In attempting to explain these findings, the answer may have more to do with the setting in which evaluations are completed than with the method itself (i.e., paper vs. online). After finishing a high-stakes exam, students are likely to be exhausted and perhaps upset, and interested in leaving the exam room as quickly as possible. In contrast, being able to complete an evaluation at home provides some time for students to recover from the stress of the exam, and perhaps reflect on the issues they will be asked to rate and comment on in the evaluation.

In support of this interpretation, Ravelli (2000) found that students felt that the online evaluation system allowed them to make more thoughtful comments than did the in-class, paper evaluation system. In addition, Dommeyer (2006) found several differences between evaluations completed inside and outside the classroom, which he attributed to the greater privacy and time allotted to evaluators outside the classroom.

In asking medical students to evaluate their courses, clerkships, and teachers, we always struggle to minimize any “ceiling effects” in the data. Therefore, it could be argued that converting to an evaluation system in which the ratings are even more favorable than they were before the changeover is an undesirable outcome. However, we feel that a strong argument could be made that the data (both the numeric ratings and the comments) are artificially depressed in terms of favorability when students are surveyed immediately after an exam. The opportunity to complete an evaluation in a more “neutral” setting seems to us a better choice, and may produce data that are more “valid” than in an exam room setting.
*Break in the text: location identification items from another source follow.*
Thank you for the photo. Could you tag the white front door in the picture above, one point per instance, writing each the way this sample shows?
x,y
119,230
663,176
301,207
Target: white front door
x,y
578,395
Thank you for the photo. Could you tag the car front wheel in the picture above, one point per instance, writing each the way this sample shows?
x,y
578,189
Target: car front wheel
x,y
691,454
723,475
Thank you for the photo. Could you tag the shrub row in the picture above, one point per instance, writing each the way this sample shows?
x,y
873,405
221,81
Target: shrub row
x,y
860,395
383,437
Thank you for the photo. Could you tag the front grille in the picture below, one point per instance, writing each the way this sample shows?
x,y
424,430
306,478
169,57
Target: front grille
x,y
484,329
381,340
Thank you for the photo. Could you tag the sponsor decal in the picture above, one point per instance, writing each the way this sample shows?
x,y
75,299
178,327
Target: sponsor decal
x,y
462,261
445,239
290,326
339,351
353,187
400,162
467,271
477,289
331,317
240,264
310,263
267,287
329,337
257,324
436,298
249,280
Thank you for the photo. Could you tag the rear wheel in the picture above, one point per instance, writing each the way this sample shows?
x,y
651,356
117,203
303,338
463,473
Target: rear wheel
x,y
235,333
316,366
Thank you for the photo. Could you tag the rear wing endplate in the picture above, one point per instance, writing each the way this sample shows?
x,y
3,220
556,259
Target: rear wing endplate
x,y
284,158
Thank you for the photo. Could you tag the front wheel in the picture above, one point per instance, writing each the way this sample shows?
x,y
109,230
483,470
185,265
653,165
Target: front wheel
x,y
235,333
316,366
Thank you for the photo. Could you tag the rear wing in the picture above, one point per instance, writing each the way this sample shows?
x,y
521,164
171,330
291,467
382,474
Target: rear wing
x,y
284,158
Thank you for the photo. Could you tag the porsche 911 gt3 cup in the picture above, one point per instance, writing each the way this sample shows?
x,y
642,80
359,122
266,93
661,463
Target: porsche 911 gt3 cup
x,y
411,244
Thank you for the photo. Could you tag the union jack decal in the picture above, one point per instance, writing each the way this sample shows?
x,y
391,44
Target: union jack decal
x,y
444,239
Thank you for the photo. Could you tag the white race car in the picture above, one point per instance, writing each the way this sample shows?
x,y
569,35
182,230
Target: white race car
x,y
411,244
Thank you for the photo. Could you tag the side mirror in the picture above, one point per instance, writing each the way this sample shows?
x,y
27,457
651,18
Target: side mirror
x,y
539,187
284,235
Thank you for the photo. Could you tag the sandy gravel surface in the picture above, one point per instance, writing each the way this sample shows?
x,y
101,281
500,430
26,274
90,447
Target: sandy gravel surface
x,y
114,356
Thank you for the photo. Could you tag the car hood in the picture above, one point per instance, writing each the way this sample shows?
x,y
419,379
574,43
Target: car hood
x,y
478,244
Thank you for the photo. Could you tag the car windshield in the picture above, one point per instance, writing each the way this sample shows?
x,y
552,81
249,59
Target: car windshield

The major limitation to our study is the fact that students were not randomly assigned to complete the online and paper evaluation forms. Instead, we used a convenience sample in which the students who completed their evaluations on paper and those who completed their evaluations online were members of different cohorts. It is possible that the differences we reported were the result of maturation or history effects (e.g., the increased experience of clerkship directors, or institution-wide improvements to the clinical curriculum) rather than to changes to the evaluation system. We would argue, however, that splitting the six required clerkships into those that changed early to the new evaluation system and those that changed later allowed us to look for differences that could not be attributed to history or maturation effects. We are aware of no institution-wide changes to the clinical curriculum that are consistent with the timing of the changes in the ratings that we found.

Another limitation is the fact that response rates for the in-class, paper evaluations were higher than those for the online evaluations. In spite of this, response rates for the latter were still quite respectable (60–85%), so we believe that the differences between conditions in both the quantitative and qualitative data cannot be attributed to differences in the response rates.

A final limitation is the fact that online administration of an evaluation is by nature less standardized than administering it to all students in an exam room. This may increase unwanted variability in the resulting data. However, we believe that the many advantages of the online system outweigh this potential disadvantage.

This study was exploratory in nature and thus many of the findings are intriguing, but inconclusive. Nevertheless, this is only the second study to investigate the impact of switching from a paper to online evaluation system in a medical school setting (Paolo et al. 2000).

With the advent of online evaluations of courses and clerkships, we have the opportunity to take much greater advantage of the qualitative data collected alongside the quantitative data in our evaluations. Even without any further changes, we already have found that with online administration students tend to write much more detailed comments than they did with the paper forms, and the fact that these comments are typed makes them much easier for course and clerkship leaders to analyze and act upon. If these comments are also more informative and contain fewer instances of negativity, as our findings indicate, teachers are likely to find them more useful in terms of improving future teaching and learning.